Young adults are the highest risk group for HPV, primarily because they tend to be the most sexually active population. At the same time, they fail to realize that they can actually use a vaccine to help prevent them from contracting HPV. Rather, they wait until they have been diagnosed with the disease before they begin trying to learn more about it.
The reason for the lack of public knowledge about this disease is twofold. First, it tends to receive less attention than other sexually transmitted diseases, such as herpes and HIV/AIDS. Secondly, the company that markets the vaccine against HPV focuses more on cervical cancer prevention rather than HPV prevention.
"Even if a young woman has one type of high-risk HPV, there's nothing to say that she cannot be infected with the other three." - Dr. Tina Tan, infectious disease specialist at Children's Memorial Hospital in Chicago.

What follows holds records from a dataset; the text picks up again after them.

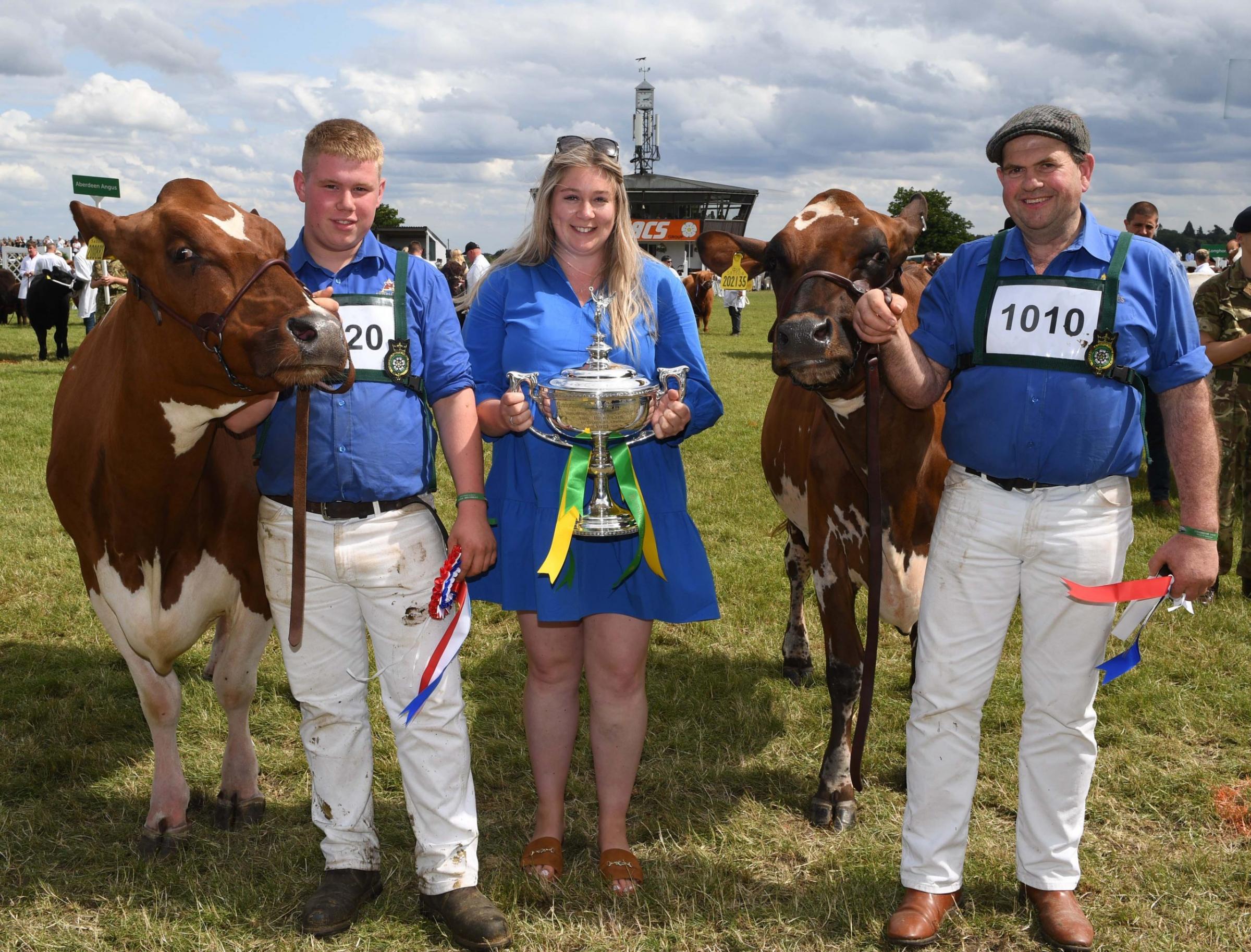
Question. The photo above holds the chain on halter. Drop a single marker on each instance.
(210, 323)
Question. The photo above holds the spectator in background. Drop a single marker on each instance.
(1223, 305)
(84, 289)
(456, 274)
(1144, 219)
(735, 304)
(51, 261)
(26, 272)
(479, 266)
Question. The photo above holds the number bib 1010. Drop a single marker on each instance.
(368, 327)
(1042, 320)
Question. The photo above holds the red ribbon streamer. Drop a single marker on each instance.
(1133, 591)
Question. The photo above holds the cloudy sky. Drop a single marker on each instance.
(790, 98)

Despite the lack of attention HPV receives and the fact that it is a common disease, that doesn’t mean it is not a problem. In fact, high risk strains of HPV can lead to cervical cancer, as well as genital warts and even infertility in women.
Men generally are not adversely affected by HPV. Rather, they carry the disease and spread it to their sexual partners without even realizing it. In addition, those men that know they have HPV sometimes mistakenly believe condoms will prevent the spread of the disease. Unfortunately, research has demonstrated that condoms are not 100% effective against HPV.

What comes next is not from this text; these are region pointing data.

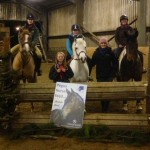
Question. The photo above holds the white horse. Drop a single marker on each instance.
(78, 64)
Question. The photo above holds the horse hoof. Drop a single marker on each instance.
(125, 107)
(144, 70)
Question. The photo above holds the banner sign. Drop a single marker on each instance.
(68, 105)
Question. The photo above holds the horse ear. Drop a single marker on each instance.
(68, 92)
(75, 39)
(136, 32)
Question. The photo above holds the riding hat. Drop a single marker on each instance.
(30, 16)
(123, 17)
(75, 27)
(103, 40)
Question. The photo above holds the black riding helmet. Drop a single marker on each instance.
(123, 17)
(30, 16)
(75, 27)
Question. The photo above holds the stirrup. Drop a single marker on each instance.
(139, 106)
(125, 107)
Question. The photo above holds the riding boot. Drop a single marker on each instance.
(142, 60)
(125, 106)
(139, 105)
(37, 61)
(104, 105)
(38, 66)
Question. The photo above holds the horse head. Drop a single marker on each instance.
(73, 104)
(131, 44)
(4, 45)
(79, 49)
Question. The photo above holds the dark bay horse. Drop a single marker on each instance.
(130, 63)
(72, 111)
(23, 62)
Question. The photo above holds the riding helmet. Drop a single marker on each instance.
(75, 27)
(30, 16)
(123, 17)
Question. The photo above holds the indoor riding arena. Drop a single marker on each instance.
(27, 94)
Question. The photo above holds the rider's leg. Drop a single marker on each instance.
(38, 61)
(118, 51)
(14, 50)
(142, 60)
(125, 105)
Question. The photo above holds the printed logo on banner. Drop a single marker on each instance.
(68, 105)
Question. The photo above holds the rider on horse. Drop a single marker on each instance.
(120, 37)
(34, 33)
(75, 33)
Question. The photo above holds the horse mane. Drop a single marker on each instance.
(131, 44)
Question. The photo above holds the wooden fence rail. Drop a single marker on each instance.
(114, 91)
(37, 92)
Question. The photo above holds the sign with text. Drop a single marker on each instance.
(68, 105)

Due to the fact that men can carry HPV without knowing it combined with the fact that condoms are not 100% effective against preventing it, the more sexual partners a woman has, the more likely she is to contract HPV. Of course, all it takes it one partner to catch the disease.
Even women that have already contracted HPV can benefit from the vaccination. Since there are several different types of HPV, the vaccination can prevent contracting the worse forms of the disease. In order to prevent the spread of this disease, Federal officials are no recommending that girls receive the HPV vaccination as young as the age of nine.